Run bioanalysis from sample rows (JSON/CSV):

```bash
refua-preclinical bioanalysis \
  --config examples/default_study.json \
  --samples artifacts/samples.json \
  --lloq 1.0 \
  --output artifacts/bioanalysis.json
```

Run full workup:

```bash
refua-preclinical workup \
  --config examples/default_study.json \
  --samples artifacts/samples.json \
  --output artifacts/workup.json
```

## Python API

```python
from refua_preclinical import (
    build_in_vivo_schedule,
    build_study_plan,
    build_workup,
    default_study_spec,
)

study = default_study_spec()
plan = build_study_plan(study, seed=11)
schedule = build_in_vivo_schedule(study)
workup = build_workup(study)
```

## Research Basis (Current as of March 2026)

The defaults/checks are intentionally aligned with recent primary guidance and standards.
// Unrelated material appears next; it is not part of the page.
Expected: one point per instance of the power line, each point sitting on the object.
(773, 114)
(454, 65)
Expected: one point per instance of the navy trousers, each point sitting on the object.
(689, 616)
1. FDA (April 10, 2025): plan to phase out animal testing requirements for some programs and increase NAM/model use.
   https://www.fda.gov/news-events/press-announcements/fda-announces-plan-phase-out-animal-testing-requirement-monoclonal-antibodies-and-other-drugs
2. EMA/ICH M10 (effective in EU from Jan 2023): bioanalytical method validation framework.
   https://www.ema.europa.eu/en/m10-bioanalytical-method-validation-scientific-guideline
3. FDA Study Data Technical Conformance Guide (December 2025): submission-facing data format expectations.
   https://www.fda.gov/regulatory-information/search-fda-guidance-documents/study-data-technical-conformance-guide-technical-specifications-document
4. OECD GLP Advisory Document No. 24 (Nov 2024): GLP and IT security.
   https://www.oecd.org/en/publications/advisory-document-of-the-working-group-on-good-laboratory-practice-on-position-paper-on-good-laboratory-practice-and-it-security_90f42001-en.html
5. ARRIVE resources update (Nov 2024): Essential 10 reporting and study design hygiene.
   https://arriveguidelines.org/resources/author-and-reviewer-resource-centre
6. EMA/ICH S5(R3) (2023): reproductive/developmental toxicity modernization.
   https://www.ema.europa.eu/en/ich-s5-r3-guideline-detection-toxicity-reproduction-human-medicinal-products-scientific-guideline
7. NIH statement (July 7, 2025): prioritization of human-based research technologies.
   https://www.nih.gov/about-nih/who-we-are/nih-director/statements/nih-prioritize-human-based-research-technologies
8. CDISC standards development page (accessed 2026): ongoing SEND evolution workstreams.
   https://www.cdisc.org/standards/develop

## Notes

- This package supports planning/operations and data processing; it does not establish efficacy.
- Regulatory expectations are jurisdiction- and program-dependent.